Lots of consequential policies will appear on your ballot Tuesday, from selecting the next leader of the free world to determining how Idaho elections are run, from picking who will represent you in Congress to who your next state legislators will be.
Your vote on a change to the Idaho Constitution isn’t one of them. If you have a vote to cast for dog catcher, that matters more. The point of this amendment isn’t policy. It’s propaganda.
The amendment declares that only U.S. citizens may vote in Idaho elections. That is already the case. There is no indication that anyone means to change it. And the Idaho Legislature already possesses the full authority to ban it in all elections around the state without going to voters and changing the Idaho Constitution — authority it has already exercised by making voting by noncitizens a misdemeanor.
Proponents argue that while the Idaho Constitution declares that a U.S. citizen is a qualified elector, it does not explicitly say that noncitizens are not qualified electors. That could allow some sneaky city (like Boise) to claim that noncitizens can vote, the argument goes.
But that same provision also requires voters to be 18 years old and requires voters to be Idaho residents. For some reason, lawmakers are not rushing to explicitly prohibit toddlers living in Wisconsin from voting in Idaho elections — though that loophole is exactly as real as the supposed citizenship loophole. And cities can’t abrogate Idaho Code.
So is there a major problem with noncitizens voting in our elections?
For any law that exists, you can find some number of instances where it is broken. There are exceedingly few instances of the prohibition on noncitizens voting in Idaho having ever been broken, as the Idaho Capital Sun reported. There is one known instance of a noncitizen voting in Ada County. The state believes there are up to 36 noncitizens who are registered to vote, and it is in the process of determining whether or not they are actually citizens.
For context, there were just under 1 million votes cast in Idaho’s last presidential election. So the rate of noncitizens voting, if those people are in fact are not citizens, can be no higher than 0.00004%.

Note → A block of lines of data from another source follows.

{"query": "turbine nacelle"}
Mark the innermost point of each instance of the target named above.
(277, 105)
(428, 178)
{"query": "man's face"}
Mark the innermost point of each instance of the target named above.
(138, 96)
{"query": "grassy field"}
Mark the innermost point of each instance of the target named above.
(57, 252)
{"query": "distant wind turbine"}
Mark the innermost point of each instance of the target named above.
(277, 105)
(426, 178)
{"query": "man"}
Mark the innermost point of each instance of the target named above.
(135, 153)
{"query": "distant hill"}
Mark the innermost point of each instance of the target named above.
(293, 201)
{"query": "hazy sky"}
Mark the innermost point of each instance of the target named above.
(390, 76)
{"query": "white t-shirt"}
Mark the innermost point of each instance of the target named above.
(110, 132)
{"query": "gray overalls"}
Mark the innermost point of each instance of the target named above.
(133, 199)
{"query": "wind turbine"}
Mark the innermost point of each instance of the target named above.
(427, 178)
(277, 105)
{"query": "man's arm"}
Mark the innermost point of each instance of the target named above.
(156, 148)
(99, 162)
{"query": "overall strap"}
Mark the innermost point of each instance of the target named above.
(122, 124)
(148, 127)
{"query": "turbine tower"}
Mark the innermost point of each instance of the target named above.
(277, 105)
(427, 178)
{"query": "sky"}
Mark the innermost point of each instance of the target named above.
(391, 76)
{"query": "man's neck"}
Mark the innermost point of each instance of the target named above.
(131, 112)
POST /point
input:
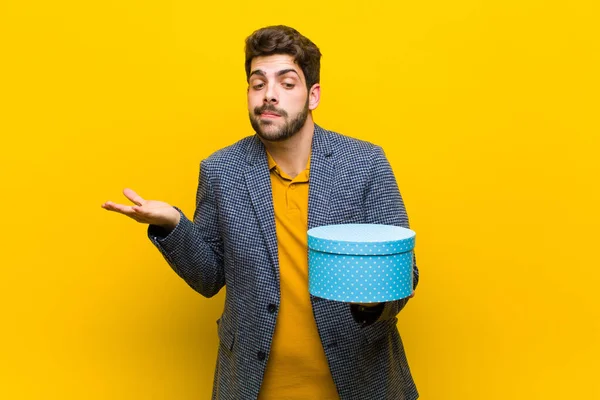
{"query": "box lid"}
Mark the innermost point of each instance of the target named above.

So this is a nonissue, and the few instances where lawbreaking may have occurred are completely dealt with under existing law. Putting the prohibition on noncitizen voting in the Idaho Constitution won’t make it more illegal, and it won’t improve enforcement.
Consider burglary. It’s already against the law, but it still happens. Is that a problem we should solve by putting a prohibition against burglary in the Constitution, or would that be a completely useless exercise?
This amendment is the same. Whether it passes or fails, noncitizen voting will be illegal.
But the existence of the amendment on the ballot does do one very bad thing: It creates the false impression that there is a serious problem with noncitizens voting in Idaho. In doing so, it undermines confidence in Idaho’s election system despite a total lack of evidence to support that belief.
The amendment gives credence to the brazen lie, repeated often by former President Donald Trump and his acolytes, that voting by noncitizens is common and has swayed elections.
If this amendment passes, it will serve to memorialize our own gullibility. The number of votes cast by noncitizens will be exactly the same — close to none — but the amendment will be standing there, forever a reminder that Idahoans were once dupes to the far-right, Trumpian fantasy that this is a problem.
Vote however you like, but understand that’s what you’re voting on.